Développement du territoire, environnement et démocratie participative : le cas de la LGV Bordeaux-Toulouse

A Agen, la LGV est un sujet totalement inexistant au sein de la société civile. Aucune association, aucun collectif ne prend en charge cette thématique avant l’ouverture du débat public en 2005. A la différence d’autres grands projets d’infrastructures documentés dans la littérature 342 où le débat public rend visible la contestation existante au préalable, dans l’Agenais, ce projet ne fait pas partie des préoccupations civiques.
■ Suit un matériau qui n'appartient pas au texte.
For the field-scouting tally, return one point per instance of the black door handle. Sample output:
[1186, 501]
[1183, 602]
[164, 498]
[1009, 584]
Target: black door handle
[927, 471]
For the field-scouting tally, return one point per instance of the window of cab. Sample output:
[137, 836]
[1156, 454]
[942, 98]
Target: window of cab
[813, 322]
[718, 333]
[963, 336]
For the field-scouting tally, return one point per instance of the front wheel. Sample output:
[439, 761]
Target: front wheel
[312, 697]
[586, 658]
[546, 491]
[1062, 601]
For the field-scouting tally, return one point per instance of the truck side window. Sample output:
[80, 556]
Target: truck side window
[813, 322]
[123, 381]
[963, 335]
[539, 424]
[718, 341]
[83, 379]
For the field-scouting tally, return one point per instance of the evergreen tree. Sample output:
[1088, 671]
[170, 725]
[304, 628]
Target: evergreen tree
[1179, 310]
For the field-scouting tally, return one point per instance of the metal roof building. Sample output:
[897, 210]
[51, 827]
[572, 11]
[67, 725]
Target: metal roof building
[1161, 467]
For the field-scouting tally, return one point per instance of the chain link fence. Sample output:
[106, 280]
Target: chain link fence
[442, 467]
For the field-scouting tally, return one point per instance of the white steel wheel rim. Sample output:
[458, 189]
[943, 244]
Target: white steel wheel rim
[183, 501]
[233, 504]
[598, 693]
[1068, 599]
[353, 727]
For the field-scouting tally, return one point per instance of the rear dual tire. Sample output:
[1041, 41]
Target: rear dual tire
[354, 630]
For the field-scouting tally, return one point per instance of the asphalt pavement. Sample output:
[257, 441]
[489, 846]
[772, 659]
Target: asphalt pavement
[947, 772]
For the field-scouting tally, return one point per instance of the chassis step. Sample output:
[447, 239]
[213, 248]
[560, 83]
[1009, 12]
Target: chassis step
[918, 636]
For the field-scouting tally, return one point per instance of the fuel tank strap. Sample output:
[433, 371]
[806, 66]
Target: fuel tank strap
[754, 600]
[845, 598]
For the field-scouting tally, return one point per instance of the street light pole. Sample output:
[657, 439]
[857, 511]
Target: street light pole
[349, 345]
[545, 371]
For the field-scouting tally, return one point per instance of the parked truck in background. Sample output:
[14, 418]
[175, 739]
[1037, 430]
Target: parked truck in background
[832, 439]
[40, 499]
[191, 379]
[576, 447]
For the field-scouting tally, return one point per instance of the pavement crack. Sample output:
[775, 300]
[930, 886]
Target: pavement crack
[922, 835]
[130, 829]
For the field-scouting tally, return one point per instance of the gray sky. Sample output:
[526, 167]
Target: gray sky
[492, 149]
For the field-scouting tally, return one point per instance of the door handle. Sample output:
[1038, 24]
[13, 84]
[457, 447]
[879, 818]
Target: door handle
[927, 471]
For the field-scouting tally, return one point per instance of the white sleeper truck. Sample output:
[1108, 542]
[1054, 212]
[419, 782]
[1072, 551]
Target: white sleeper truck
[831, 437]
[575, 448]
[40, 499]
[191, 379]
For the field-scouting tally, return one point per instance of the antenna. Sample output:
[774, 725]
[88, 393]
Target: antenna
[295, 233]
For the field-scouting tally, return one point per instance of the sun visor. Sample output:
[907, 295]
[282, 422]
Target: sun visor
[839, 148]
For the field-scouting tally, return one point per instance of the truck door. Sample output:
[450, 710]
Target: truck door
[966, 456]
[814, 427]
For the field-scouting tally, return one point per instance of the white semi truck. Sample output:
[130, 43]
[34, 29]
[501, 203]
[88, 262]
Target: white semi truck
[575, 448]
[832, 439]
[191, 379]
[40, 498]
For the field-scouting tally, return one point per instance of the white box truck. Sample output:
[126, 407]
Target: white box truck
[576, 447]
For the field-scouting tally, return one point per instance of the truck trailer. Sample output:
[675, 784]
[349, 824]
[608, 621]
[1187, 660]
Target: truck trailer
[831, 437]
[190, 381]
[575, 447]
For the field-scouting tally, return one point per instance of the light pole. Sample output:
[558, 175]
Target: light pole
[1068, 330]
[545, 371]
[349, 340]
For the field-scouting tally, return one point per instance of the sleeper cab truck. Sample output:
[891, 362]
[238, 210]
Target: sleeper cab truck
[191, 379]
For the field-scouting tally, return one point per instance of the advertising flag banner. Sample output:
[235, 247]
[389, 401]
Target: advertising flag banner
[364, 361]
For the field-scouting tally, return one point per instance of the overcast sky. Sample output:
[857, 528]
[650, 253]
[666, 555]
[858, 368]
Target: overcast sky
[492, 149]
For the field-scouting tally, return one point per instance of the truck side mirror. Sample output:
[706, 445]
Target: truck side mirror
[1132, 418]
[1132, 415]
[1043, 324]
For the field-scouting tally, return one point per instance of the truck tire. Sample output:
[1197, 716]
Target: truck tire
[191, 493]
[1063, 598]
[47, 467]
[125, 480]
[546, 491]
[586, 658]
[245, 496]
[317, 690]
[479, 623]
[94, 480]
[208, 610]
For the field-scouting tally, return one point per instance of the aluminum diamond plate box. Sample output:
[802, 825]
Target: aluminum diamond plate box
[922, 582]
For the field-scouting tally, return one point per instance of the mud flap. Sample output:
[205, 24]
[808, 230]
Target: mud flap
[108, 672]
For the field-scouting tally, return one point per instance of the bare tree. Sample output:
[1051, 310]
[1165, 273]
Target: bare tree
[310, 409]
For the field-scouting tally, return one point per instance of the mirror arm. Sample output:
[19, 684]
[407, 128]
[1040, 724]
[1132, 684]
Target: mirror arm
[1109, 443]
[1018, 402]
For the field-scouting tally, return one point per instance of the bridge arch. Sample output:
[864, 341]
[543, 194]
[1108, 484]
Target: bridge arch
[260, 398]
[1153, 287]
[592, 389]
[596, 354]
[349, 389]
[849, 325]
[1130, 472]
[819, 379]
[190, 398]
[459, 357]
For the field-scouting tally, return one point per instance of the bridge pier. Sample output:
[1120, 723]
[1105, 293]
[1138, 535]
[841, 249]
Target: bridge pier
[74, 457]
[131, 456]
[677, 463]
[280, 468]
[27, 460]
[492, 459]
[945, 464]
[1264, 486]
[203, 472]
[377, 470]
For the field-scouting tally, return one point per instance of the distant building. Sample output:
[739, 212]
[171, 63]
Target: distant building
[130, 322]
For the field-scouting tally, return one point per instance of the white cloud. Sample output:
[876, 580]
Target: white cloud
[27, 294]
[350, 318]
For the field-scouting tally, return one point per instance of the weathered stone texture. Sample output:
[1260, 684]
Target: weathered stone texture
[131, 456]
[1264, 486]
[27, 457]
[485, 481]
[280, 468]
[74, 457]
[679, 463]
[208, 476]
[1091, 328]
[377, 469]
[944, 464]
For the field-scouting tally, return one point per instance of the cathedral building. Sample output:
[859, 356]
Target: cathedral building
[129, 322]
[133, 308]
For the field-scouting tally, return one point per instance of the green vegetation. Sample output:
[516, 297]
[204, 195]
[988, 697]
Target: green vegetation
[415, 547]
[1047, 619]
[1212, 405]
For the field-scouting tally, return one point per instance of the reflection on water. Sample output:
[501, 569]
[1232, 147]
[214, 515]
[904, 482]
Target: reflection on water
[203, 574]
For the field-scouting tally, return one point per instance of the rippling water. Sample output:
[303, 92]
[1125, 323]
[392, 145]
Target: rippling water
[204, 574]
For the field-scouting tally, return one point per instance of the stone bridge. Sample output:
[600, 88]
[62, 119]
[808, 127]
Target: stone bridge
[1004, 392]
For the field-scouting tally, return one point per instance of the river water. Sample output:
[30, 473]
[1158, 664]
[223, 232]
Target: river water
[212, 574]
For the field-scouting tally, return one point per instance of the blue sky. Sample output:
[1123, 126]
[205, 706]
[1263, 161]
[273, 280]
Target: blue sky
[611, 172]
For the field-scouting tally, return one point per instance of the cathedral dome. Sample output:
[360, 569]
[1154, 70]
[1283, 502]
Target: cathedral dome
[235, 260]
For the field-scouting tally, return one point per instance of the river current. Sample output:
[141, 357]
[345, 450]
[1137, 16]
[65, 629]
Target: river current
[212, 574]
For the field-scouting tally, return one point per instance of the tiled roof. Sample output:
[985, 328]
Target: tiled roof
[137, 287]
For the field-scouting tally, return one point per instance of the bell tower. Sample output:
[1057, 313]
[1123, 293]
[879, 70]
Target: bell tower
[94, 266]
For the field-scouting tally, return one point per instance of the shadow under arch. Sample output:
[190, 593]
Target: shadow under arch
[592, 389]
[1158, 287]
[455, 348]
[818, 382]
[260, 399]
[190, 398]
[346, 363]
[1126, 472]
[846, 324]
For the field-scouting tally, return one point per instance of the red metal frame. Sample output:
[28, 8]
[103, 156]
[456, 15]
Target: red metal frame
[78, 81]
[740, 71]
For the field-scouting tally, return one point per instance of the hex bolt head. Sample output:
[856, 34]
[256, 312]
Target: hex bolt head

En ce sens, la société civile « n’est pas prête » à débattre quand le débat public débute. Comme la politique locale en matière d’aménagement territorial se caractérise par un important volontarisme de la part des élus locaux, les arrangements institutionnels vont largement dominer le débat public. En effet, très tôt, le District va traduire le SNIT à l’échelle territoriale. Dès 1998, un tracé de LGV existe alors sur le territoire agenais matérialisé dans le SDRA. Or, l’opacité, reconnue par les élus eux-mêmes, quant à l’enquête d’utilité publique mise en œuvre pour valider le SDRA, conduit à une situation plutôt originale. Bien que les documents d’urbanisme aient été révisés en respectant la légalité, il n’y a quasiment aucun citoyen qui ne se soit déplacé pour participer à ces procédures qui se sont déroulées dans les différentes communes. Lorsque le débat public se met en place, comme le montre les retranscriptions des réunions de la CPDP, aucun citoyen ne fait référence à l’existence de ce tracé ferroviaire contenu dans le SDRA. De plus, parmi la centaine d’individus interrogés 343 , aucun citoyen n’a pris conscience que le passage de la LGV sur le territoire agenais était déjà acté.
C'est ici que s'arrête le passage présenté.